If Hillary Clinton’s hardcore devotees seem a little cultish to you, maybe there’s a reason for it.
Some of them may be members of an alleged cult!
This is no April Fool’s joke. There’s an organization making headlines this week over bizarre and shocking allegations, leading to an FBI raid, arrests, salacious headlines and accusations of sex trafficking.
And somewhere in the middle is a strange link to the failed presidential candidate.
NXIVM calls itself a self-help group or, in its own seemingly innocuous slogan, it’s “a community guided by humanitarian principles that seek to empower people and answer important questions about what it means to be human.”
An FBI complaint says its classes cost big money – $5,000 for a five-day workshop – and that members are not only pushed to keep attending these classes, but to recruit others, with some getting commissions.
But what sets this group apart from your typical multilevel marketing scam or pyramid scheme are a series of OTHER allegations made by the feds.
The complaint says the organization has a second group deep inside it, a secret system of “masters” and “slaves,” complete with branding rituals.
“During the branding ceremonies, slaves were required to be fully naked, and the master would order one slave to film while the other held down the slave being branded,” a criminal complaint cited by The New York Daily News states.
The complaint also said the “slaves” not only had to carry out menial tasks for their “masters,” but that some were “directly or implicitly required” to have sex with the head of the cult.
And because he liked them thin, some were put on very low-calorie diets and had to “document every food they ate.”
This bizarre story is making headlines in upstate New York, where the alleged cult is based, in Canada where one ex-cultist is speaking out, in Mexico, where the head of the group was recently arrested and beyond.
But there’s one other location that figures prominently here but hasn’t been in many headlines yet.
Arkansas.
A 2007 report in The New York Post said the head of this group was run out of the state in a different scheme when Bill Clinton was governor, but that didn’t sour his organization on the Clintons.
“Executives and top associates of the Albany-based NXIVM group – along with their family members – donated $29,900 to [Hillary] Clinton’s [1008] presidential campaign, according to federal records,” The Post reported at the time.
A Clinton spokesperson dismissed the allegations at the time as just a random coincidence.
“Over 100,000 people from across the country have contributed to Sen.

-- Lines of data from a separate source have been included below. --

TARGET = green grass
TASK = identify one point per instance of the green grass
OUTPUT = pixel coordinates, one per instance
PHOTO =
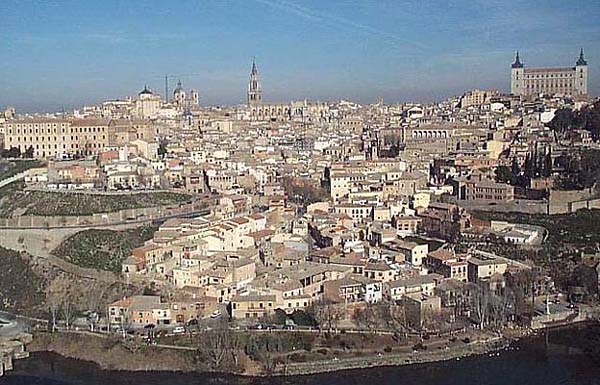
(102, 249)
(13, 168)
(46, 203)
(21, 290)
(560, 254)
(579, 230)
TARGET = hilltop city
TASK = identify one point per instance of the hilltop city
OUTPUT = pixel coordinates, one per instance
(265, 237)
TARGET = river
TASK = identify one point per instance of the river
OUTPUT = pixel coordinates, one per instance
(558, 357)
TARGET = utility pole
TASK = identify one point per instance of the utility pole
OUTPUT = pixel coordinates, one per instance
(166, 88)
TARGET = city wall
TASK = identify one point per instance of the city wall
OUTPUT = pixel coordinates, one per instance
(139, 215)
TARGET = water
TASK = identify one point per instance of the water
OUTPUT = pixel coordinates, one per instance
(557, 357)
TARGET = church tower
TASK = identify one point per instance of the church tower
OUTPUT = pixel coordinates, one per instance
(254, 91)
(581, 74)
(517, 81)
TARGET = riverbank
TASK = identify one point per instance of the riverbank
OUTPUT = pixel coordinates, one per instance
(110, 353)
(552, 357)
(383, 360)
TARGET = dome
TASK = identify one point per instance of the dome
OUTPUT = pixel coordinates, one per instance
(145, 91)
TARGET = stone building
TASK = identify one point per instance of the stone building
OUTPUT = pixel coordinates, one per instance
(556, 80)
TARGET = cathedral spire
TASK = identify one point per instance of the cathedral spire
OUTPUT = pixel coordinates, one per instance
(581, 61)
(254, 70)
(254, 89)
(517, 63)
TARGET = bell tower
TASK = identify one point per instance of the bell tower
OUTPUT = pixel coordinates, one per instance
(581, 74)
(517, 83)
(254, 89)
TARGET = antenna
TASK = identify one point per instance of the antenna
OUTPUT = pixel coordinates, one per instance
(166, 88)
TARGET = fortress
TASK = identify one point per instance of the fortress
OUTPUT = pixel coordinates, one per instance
(556, 80)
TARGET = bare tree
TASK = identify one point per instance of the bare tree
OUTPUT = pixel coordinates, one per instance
(480, 300)
(327, 314)
(220, 346)
(55, 292)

Clinton’s campaign for change, and regardless of who supports her, she will always continue to stand up for what she feels is right,” spokesman Blake Zeff told the Post.
But it may be more than just a random connection: Other reports show that several key Clinton insiders had ties to the group. That same year, New York Magazine even reported that one of Hillary Clinton’s top fundraisers is – or at least was – a member.
There’s no evidence the Clintons have or had any knowledge of the workings of this creepy cult.
But it’s one more example of the former first family’s constant creepy connections, and how trouble seems to follow them around like… well… cultists following their master.